Не могу заговорить с Омелой… Из дому вышел под нежданное осеннее солнышко. Сиреневый Париж расцветился рыжими веснушками. Суббота шуршала машинами, словно вслед за рассеявшимся туманом весь город решил расползтись по полям и дорогам на уик-энд. Я ехал на своей, не упорядочив еще ни мыслей, ни намерений. Свернул наугад вправо, а дальше — куда глаза глядят, я думал, перебирая Париж, словно четки… Швейцарский рынок, скверы у Эйфелевой башни — поглядев на нее, я прикинул, откуда падали в эти дни самоубийцы, — Сена, Елисейские поля, оттуда вверх, по набережной правого берега… где же все-таки, думал я, поссорились Эдип с Лаем? Машину я вел, как двадцатилетний безумец. Признаюсь, мне хотелось попасть в катастрофу. Нет, я не искал ее. И даже постарался бы избежать, но если бы вдруг… Я был бы рад несчастному случаю. Что может быть лучше в мои-то годы, с моими морщинами, сердцем, слабостью, провалами памяти, забывчивостью, оговорками… Я давно уже не то, чем привык себя считать. Все, кто ругает меня, правы. Вот и сегодня в одной газете опять писали… пусть, я согласен. Наверное, такой я и есть, убедили… Не могу я быть правым, если все думают иначе. Впрочем, какое тут «право»? Если бы меня любили, говорили бы иначе… в этом все дело, остальное вздор. Важно одно: чтоб тебя любили. А этого нет, что бы мне ни твердили. Уж это я знаю. И не со вчерашнего дня. Знаю всю жизнь. Может, кому-то, чтоб убедиться, надо застукать свою жену с другим в постели.
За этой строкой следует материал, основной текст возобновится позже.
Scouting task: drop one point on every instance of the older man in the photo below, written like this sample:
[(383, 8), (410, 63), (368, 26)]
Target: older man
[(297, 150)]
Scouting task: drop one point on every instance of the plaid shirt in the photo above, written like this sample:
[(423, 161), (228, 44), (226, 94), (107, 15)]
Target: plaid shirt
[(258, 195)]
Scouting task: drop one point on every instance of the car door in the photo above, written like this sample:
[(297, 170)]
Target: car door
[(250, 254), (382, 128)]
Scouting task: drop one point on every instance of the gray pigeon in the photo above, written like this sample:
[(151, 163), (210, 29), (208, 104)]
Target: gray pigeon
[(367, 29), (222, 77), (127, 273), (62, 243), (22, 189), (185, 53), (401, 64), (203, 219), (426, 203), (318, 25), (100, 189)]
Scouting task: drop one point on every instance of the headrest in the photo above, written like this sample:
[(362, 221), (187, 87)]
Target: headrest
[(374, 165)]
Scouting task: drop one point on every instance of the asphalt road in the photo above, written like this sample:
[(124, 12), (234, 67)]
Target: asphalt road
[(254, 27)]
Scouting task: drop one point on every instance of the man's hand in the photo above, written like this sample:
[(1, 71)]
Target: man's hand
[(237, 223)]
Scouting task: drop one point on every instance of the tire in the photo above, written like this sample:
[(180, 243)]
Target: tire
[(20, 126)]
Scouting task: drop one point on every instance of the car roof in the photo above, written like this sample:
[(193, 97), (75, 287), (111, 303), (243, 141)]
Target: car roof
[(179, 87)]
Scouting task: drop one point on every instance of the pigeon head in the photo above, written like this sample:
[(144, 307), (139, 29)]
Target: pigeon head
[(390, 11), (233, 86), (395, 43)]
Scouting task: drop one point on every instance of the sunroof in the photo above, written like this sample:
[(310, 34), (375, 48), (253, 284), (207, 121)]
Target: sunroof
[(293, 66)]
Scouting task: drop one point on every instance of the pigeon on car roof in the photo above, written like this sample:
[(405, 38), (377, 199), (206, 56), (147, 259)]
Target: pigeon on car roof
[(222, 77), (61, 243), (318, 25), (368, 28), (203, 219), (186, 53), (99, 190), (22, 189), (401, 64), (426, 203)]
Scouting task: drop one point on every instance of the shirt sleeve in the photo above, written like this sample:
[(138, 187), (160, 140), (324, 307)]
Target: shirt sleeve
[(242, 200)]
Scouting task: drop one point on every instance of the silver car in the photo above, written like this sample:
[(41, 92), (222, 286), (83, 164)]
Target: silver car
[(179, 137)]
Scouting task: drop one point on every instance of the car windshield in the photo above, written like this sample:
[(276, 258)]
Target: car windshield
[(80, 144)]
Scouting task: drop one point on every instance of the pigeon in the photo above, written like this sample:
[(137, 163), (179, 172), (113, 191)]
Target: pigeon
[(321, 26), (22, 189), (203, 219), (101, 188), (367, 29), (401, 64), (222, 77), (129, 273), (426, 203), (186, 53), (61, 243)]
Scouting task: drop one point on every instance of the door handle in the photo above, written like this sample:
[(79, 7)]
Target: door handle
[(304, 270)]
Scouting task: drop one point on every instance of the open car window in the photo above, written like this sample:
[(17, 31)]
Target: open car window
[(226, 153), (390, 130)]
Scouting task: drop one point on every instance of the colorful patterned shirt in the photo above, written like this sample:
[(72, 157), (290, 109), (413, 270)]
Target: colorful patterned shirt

А по мне — не в этом дело. В постели с другим — не такая беда, это еще ничего не значит: может, все это просто так: ошибка, затмение, недоразумение — мало ли… Хуже, когда знаешь наверняка — как знаю я. И не со вчерашнего дня. Всю жизнь знаю. При таком раскладе, что ни придумай, что ни скажи — непоправимого не поправишь. Поправимо то, что здесь и сейчас. А прошлое… Прошлое необратимо, оно навеки пребудет в нас.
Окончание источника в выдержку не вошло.